Sul GIORNALE di oggi, 25/07/2012, a pag.31, con il titolo " Dal '48 a Eichmann, perchè Israele alza ogni volta la testa ", Fiamma Nirenstein commenta due libri, "1948" di Yoram Kaniuk e " La casa di via Garibaldi" di Isser Harel.
Ecco l'articolo:

in alto, Yoram Kaniuk
in basso, Isser Harel

Fiamma Nirenstein

Che può esserci in comune fra due libri abissal­mente lontani come 1948 di Yoram Kaniuk, edito dalla Giuntina, e La casa di via Garibal­di di Isser Harel, Castelvecchi editore? A leggerli di se­guito si capisce: contengono uno dei segreti più im­portati del popolo ebraico, quello di una imprevedi­bile risposta vitale ad ogni evento, anche il più luttuo­so e persecutorio, e dell’impulso morale che gli ha consentito di curarsi le più immani ferite. È il «tikkun olam» la base filosofica dell’ebraismo, «curare il mondo» per aiutare il Padre Eterno a farlo migliore. Kaniuk racconta la pazzesca guerra del ’48 in mo­do opposto all’iconografia eroica ufficiale: una guer­ra è una sentina di orrore, e ancora di più lo è quando cinque eserciti arabi salta­no addosso a un Paese in cui una banda di ragazzi, con qualche giovane uo­mo confuso alla testa (spunta anche Rabin, o il grande capo di stato mag­giore «Dado») si battono senz’ordine subito dopo la partizione approvata dal­l’Onu. La morte diventa una mietitrice impazzita, dato che lo scrittore raccon­ta se stesso a diciassette an­ni, un ragazzo che non sa nulla e si trova sul campo a conquistare una patria nel mezzo di interrogativi fra i più assoluti: il senso di col­pa verso gli arabi che pure compiono efferatezze mai viste,l’eroismo obbligatorio di ragazzini appena arri­vati sul suolo d’Israele in uno scontro per la vita e per la morte non di un uomo, ma di un popolo. I ragazzi che combattono insieme a Kaniuk sulla via di Bur­ma, nel Gush Etzion, a Gerusalemme, che muoiono come mosche, sono infatti spesso sbarcati poco pri­ma da una qualche nave che li ha trasportati dall’Eu­ropa reduci dai campi di sterminio.
Le loro avventure con un vecchio fucile cecoslovac­co in mano, senza saper sparare, senza sapere chi è il nemico, compongono il disegno eroico della soprav­vivenza del popolo ebraico, nonostante tutto.
Le memorie di Isser Harel, capo del Mossad, sulla cattura di uno dei più importanti organizzatori e per­petratori dello sterminio degli ebrei, Adolf Eich­mann, hanno a loro volta il senso della nemesi.
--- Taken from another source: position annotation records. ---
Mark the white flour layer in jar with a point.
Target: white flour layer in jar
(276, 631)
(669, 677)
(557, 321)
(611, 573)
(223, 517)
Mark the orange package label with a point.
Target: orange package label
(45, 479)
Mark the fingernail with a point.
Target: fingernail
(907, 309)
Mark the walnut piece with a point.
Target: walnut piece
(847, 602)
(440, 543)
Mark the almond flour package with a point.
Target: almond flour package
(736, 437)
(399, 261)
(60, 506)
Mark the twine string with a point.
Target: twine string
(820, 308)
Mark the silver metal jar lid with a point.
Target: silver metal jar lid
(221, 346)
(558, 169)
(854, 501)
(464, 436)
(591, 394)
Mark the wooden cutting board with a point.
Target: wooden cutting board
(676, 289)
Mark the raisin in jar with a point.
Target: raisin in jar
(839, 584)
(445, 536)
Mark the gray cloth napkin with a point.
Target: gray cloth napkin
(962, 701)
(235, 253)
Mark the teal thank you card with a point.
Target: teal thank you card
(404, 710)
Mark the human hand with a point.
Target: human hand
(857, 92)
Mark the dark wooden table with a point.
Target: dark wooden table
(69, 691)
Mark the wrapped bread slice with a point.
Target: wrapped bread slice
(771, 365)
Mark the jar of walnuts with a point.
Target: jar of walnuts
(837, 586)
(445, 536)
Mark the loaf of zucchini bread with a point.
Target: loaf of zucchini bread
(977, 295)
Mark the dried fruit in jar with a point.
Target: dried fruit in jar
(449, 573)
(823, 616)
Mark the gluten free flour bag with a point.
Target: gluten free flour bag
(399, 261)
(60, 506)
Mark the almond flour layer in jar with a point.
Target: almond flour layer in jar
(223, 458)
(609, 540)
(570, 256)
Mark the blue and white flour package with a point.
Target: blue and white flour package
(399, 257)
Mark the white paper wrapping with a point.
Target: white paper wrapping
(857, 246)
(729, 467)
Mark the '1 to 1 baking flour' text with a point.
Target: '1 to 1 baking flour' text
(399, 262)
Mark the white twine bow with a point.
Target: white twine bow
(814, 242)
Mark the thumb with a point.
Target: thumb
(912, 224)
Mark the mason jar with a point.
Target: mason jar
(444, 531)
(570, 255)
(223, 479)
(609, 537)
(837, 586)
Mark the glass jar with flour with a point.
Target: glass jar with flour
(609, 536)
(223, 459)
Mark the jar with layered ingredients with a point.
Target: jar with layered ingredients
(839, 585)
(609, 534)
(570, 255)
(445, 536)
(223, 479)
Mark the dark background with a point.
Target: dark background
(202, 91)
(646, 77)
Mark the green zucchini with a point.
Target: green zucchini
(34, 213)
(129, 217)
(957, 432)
Il se­gno
è quello della giustizia nonostante tutto. Passo passo le avventure di Harel e dei suoi, in una fredda Buenos Aires, dove Eichmann si è nascosto, portano alla cattura e all’affermazione di un principio genera­le, la capacità del popolo ebraico,fattosi Stato d’Isra­ele, di ricostruire la memoria e ristabilire la giustizia laddove sembrava ormai impossibile. La cronaca delle cattura è un giallo mozzafiato, con almeno una quarantina di personaggi la cui umanità, la cui rab­bia, vengono addomesticata dalla necessità del mo­mento. Spesso infatti è un silenzioso figlio della Sho­ah a verificare le informazioni ricevute, ispezionare il terreno del rapimento,preparare i documenti,l’at­trezzatura, le auto. Una volta catturato Eichmann, comincia la parte più conturbante, quella del contatto fra i carcerieri e questo ometto, pronto a diventare di nuovo uno schiavo compiacente come certo era stato col regi­me nazista. I suoi carcerieri sono quasi tutti soprav­vissuti alla Shoah o figli di persone uccise, e quindi il giallo di Harel è carico del pathos dei sopravvissuti che piangono e vivono il loro disgusto restando a con­tatto col prezioso prigioniero e avendone ossessiva cura. Zvi Guttman, il vicecapopilota, non può per esempio sopportare che uno dei suoi colleghi dia al criminale una sigaretta: «Non vedeva Eichmann ... vedeva il fratellino Zadok trascinato via da un solda­to tedesco. Era così piccolo Zadok aveva solo sei an­ni... era troppo piccolo per vivere ma grande abba­stanza per morire... Zvi perse il controllo di se stesso e scattò: “Lei gli dà le sigarette, lui ci ha dato il gas”». Nonostante tutto, il vicecapopilota Guttman garantì il trasporto del prigioniero fino a quel tribunale in cui per la prima volta fu delineata da Israele l’intera sto­ria della Shoah.